A paddle question

For all you hydra-dynamic or aero dynamic or what ever you call it experts.

Why don’t they make a canoe paddle blade in the shape of a kayak wing paddle blade?

Or do they?



Wouldn’t That Make It…
just a one sided paddle. What I seen of the OC white water folks, they switch over to the other for cross strokes quite often.

May make sense in a tandem racing where each person is committed to paddling just one side?


No, no
I mean in the shape of a spoon, with the bottom rounded equal all the way.

When you switched with it, it would be the exact same.

You are mistaken on the Tandem paddling. Tandem paddlers do “sit and switch” all the time it is the norm for straight on paddling.



i have one
I have a carlilse bent shaft that I use for my river beater that is in the shape of a spoon. It’s a pretty big blade and catches a lot of water, but also tires you out rather quickly.


once apon a time
Now as I see it all you want is to curve an otter tail or beaver tail canoe paddle. I have not used an “S” paddle, but I hear they are slightly cupped to dedicate a power face.

I once made a paddle. I was at summer camp (last year and i was the wood working director). I did not have a very good wood choice or tool selection, but a decently crafted piece for a couple afternoons’ work. It was cupped the whole way around. It was also unbelive ably heavy, but that was my fault (I couldn’t work the wood much thinner and still let kids use the tools…stupid job constraints). well the paddle worked great. It moved me EASILY across the water soloing those giant old Grummans. I plan to make a good version of it someday…like this winter.

Unfourtunatlu I used a nice birch stick for the handle. One of the campers and I had a bet about it’s durability…well he won.

the didicated power face will make it so that you can’t slice too wel though the water, but if you never plan to, then what is the harm. Lets try to get some of these things made up this winter. Tell your frends to try. we can compare them inthe canoeicopiea parking lot.


We use both sides of the paddle
Wouldn’t the advantage provided for one side be a disadvantage on the other side?

I have no idea what this design would do to my J-stroke.

Often I’ll play around with an in-water recovery stroke, the paddle never leaves the water. Sometimes the paddle does a half turn on the recovery. Suddenly I’m using the weak side of the blade. A flat blade recovers better than a curved one, in the water.

I don’t know kayak stokes, how often do you brace without switching sides? Again, the advantage for one brace becomes a disadvantage for the other.

– Last Updated: Dec-14-05 11:11 AM EST –

I think I'll revise after I look at the blade you mention...

My guess

– Last Updated: Dec-14-05 2:45 PM EST –

Hey, I used to be a C-1 paddler, so I have some chops.

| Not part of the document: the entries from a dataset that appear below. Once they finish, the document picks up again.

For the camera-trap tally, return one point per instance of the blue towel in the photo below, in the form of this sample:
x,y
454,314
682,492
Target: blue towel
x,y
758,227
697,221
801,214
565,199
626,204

Wings trickled down from flatwater K-1 racing. Look at the blades flatwater C-1 racers are now using: Slightly spoon-shaped. I will venture that a wing C-1 blade cannot be made due to the need for both a leading and a trailing edge. (for both sides of the canoe)

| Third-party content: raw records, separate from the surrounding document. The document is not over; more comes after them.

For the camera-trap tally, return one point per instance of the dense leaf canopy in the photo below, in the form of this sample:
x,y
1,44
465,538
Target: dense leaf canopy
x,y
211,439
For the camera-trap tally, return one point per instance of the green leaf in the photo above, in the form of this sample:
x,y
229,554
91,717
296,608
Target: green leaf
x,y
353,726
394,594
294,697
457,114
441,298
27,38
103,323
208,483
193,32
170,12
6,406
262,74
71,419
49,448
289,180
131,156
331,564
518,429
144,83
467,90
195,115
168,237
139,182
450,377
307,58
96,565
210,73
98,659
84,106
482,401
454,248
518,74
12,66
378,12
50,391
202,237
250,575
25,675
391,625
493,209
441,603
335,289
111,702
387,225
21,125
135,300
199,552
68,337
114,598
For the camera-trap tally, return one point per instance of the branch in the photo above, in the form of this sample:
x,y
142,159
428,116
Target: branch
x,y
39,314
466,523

The spoon shape certainly does produce an easy stroke exit! I wouldn’t doubt that we will see some changes in some paddles, I mean…I’ve been tweaking the ends of my paddles towards that shape…

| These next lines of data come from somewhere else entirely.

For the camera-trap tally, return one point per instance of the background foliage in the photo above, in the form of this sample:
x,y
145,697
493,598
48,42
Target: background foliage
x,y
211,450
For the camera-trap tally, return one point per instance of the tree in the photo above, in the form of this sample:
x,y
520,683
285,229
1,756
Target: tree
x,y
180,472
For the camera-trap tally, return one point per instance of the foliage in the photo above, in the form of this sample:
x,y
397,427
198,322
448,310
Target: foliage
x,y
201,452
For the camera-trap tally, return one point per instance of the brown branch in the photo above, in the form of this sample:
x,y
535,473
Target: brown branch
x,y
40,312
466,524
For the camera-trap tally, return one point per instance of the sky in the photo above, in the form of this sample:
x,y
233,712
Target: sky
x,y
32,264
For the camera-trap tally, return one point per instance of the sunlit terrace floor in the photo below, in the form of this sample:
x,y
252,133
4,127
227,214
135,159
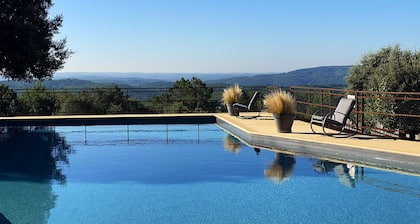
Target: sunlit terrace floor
x,y
260,132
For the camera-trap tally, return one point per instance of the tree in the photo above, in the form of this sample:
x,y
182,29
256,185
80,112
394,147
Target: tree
x,y
8,101
389,70
27,48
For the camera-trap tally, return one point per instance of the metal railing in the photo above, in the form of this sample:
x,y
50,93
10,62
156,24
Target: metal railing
x,y
393,114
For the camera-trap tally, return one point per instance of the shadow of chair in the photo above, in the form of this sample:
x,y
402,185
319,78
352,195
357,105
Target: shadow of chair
x,y
337,119
242,107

I forgot about the plant though…
I don’t know how that would be affected.


I should have mentioned…
I was talking bent shaft, and I am talking about a power, (racing) stroke.


Clip a T-handle extension onto half of your EPIC - and I suspect you’ll be able to tell us after just a few strokes! L

Different stroke natures?
I think the nature of a canoe stroke vs. that of even a very high angle kayak stroke is quite different. A canoe paddle enters the water, is pulled through the water, exits the water, and resets in a completely different manner than a kayak paddle. Probably explains the differences normally seen.

The kayak wing blade is not …
completely rounded at the base, so it would screw up on the plant.

I think I will try it though.

I’ll be bringing the canoe down to Florida along with the yaks when we come down, but right now it is tucked in it’s nice cozy winter house in hibernattion.


Don’t know if any exist
but I would think you’d need a symetrical concavity on the pushing surface. Maybe something teardrop shaped and shallow like one inch deep from the center to the edges. I’d probably buy one if it could be made in the 8 oz. range

OK paddle makers…
Are you listening ???

I’ll settle for a free ball cap for suggesting the idea.



I love my bentshaft
It’s not the best for finesse, but for pure power there’s nothing better. I don’t always bring it, only solo trips where I’m going to be on larger lakes. Saved my ass a few times when I would have been windtossed or worse.

Zav power surge
Seems close to what you’re talking about.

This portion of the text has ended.